You scream “SWEEP THE LEG!” one time and all of a sudden you’re “invited” to watch your kid’s wrestling match from the parking lot.

@TheBoydP

My wife says I’m addicted to generalizations but isn’t everyone some kind of addict?

@Gilapfeffer

When I was little I dreamed that one day my life would be just like in the movies. Maybe I should have specified what TYPE of movies.

@HenpeckedHal

son: and this one?
me: also carrots
son: I don’t like carrots
me: I know

[how I’ve kept my 2 year old from opening the family gifts under the tree]

@_elvishpresley_

Ground Control: the papers want to know whose shirts you wear!

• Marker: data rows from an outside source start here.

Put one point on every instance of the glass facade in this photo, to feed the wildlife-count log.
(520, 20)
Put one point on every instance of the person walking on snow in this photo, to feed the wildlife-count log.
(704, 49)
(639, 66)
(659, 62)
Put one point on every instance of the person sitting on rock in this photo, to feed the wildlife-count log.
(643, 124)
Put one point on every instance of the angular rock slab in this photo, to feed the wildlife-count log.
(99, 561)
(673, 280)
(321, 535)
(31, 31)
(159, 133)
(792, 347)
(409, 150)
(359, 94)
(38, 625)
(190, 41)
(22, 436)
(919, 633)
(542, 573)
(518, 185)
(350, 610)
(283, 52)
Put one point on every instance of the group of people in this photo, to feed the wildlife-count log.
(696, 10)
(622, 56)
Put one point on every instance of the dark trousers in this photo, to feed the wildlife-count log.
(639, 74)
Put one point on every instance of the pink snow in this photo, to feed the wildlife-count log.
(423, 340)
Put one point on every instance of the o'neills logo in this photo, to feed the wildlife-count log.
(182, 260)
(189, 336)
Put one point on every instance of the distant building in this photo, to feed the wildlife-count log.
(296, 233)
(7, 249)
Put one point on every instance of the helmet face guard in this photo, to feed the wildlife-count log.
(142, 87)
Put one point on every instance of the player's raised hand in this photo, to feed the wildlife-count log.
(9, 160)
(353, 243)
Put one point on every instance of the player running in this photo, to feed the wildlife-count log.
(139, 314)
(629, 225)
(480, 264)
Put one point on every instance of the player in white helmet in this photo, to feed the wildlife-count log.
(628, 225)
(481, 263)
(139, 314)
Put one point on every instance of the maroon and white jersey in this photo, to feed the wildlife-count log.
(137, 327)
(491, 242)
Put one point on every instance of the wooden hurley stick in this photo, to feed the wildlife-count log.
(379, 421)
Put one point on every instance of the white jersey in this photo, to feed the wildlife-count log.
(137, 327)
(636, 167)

Major Tom: tell my wife I love her very—

Ground Control: WHAT SHIRTS TOM

@Sickayduh

Even the most racially sensitive person you know gets a little skeptical when the chef at a Chinese restaurant isn’t Asian

@Doublelife64

Me to 4 yr old niece:
your shoes are on the wrong feet
Niece looks down and says:
I don’t have any other feet

Outsmarted again.

@UnFitz

“I just wanted to create something that makes a horrible ripping sound. The adhesive aspect was just an accident.”

– inventor of velcro

@NikatNiteNite

My dog barks for 2 reasons:

1. When somewhere in the world another dog is barking.
2. When somewhere in the world no other dog is barking.

@RandomAntics

I’m a vegetarian for the health reasons. Now pass the cheese fries.